Varga Domonkos
Ronin Institute, Montclair, NJ 07043, USA.
J Imaging. 2023 Jun 8;9(6):116. doi: 10.3390/jimaging9060116.
Given the reference (distortion-free) image, full-reference image quality assessment (FR-IQA) algorithms seek to assess the perceptual quality of the test image. Over the years, many effective, hand-crafted FR-IQA metrics have been proposed in the literature. In this work, we present a novel framework for FR-IQA that combines multiple metrics and tries to leverage the strength of each by formulating FR-IQA as an optimization problem. Following the idea of other fusion-based metrics, the perceptual quality of a test image is defined as the weighted product of several already existing, hand-crafted FR-IQA metrics. Unlike other methods, the weights are determined in an optimization-based framework and the objective function is defined to maximize the correlation and minimize the root mean square error between the predicted and ground-truth quality scores. The obtained metrics are evaluated on four popular benchmark IQA databases and compared to the state of the art. This comparison has revealed that the compiled fusion-based metrics are able to outperform other competing algorithms, including deep learning-based ones.
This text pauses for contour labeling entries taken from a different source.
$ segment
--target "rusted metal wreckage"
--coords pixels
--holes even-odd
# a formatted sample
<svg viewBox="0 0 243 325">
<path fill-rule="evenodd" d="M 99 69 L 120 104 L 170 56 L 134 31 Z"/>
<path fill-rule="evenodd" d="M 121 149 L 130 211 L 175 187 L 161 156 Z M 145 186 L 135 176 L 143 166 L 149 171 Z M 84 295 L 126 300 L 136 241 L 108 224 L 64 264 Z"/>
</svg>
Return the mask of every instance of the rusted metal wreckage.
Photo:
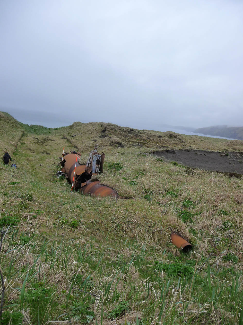
<svg viewBox="0 0 243 325">
<path fill-rule="evenodd" d="M 95 147 L 90 153 L 86 165 L 79 163 L 78 160 L 81 157 L 78 153 L 65 155 L 60 163 L 62 167 L 61 171 L 65 173 L 66 177 L 71 182 L 74 176 L 74 188 L 76 191 L 93 196 L 111 196 L 119 198 L 117 192 L 111 188 L 101 184 L 97 179 L 91 179 L 92 176 L 103 172 L 105 154 L 104 152 L 99 153 L 97 149 L 97 147 Z M 78 160 L 76 163 L 77 159 Z"/>
<path fill-rule="evenodd" d="M 86 165 L 79 164 L 78 160 L 77 162 L 77 159 L 79 160 L 81 158 L 78 153 L 75 151 L 71 151 L 70 154 L 64 153 L 63 160 L 60 163 L 62 167 L 61 171 L 64 173 L 70 183 L 74 178 L 74 188 L 76 191 L 79 191 L 85 195 L 111 196 L 118 198 L 118 193 L 111 188 L 101 184 L 97 179 L 91 179 L 92 176 L 103 171 L 105 154 L 99 153 L 97 150 L 97 147 L 95 147 L 94 150 L 90 152 Z M 192 245 L 174 232 L 171 233 L 170 238 L 172 243 L 179 249 L 188 252 L 192 248 Z"/>
</svg>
给定参考(无失真)图像,全参考图像质量评估(FR-IQA)算法旨在评估测试图像的感知质量。多年来,文献中提出了许多有效的、手工设计的FR-IQA指标。在这项工作中,我们提出了一种用于FR-IQA的新颖框架,该框架结合了多个指标,并试图通过将FR-IQA表述为一个优化问题来利用每个指标的优势。遵循其他基于融合的指标的思路,测试图像的感知质量被定义为几个现有的、手工设计的FR-IQA指标的加权乘积。与其他方法不同,权重是在基于优化的框架中确定的,目标函数被定义为最大化预测质量得分与真实质量得分之间的相关性并最小化均方根误差。在四个流行的基准IQA数据库上对获得的指标进行了评估,并与现有技术进行了比较。这种比较表明,编译后的基于融合的指标能够优于其他竞争算法,包括基于深度学习的算法。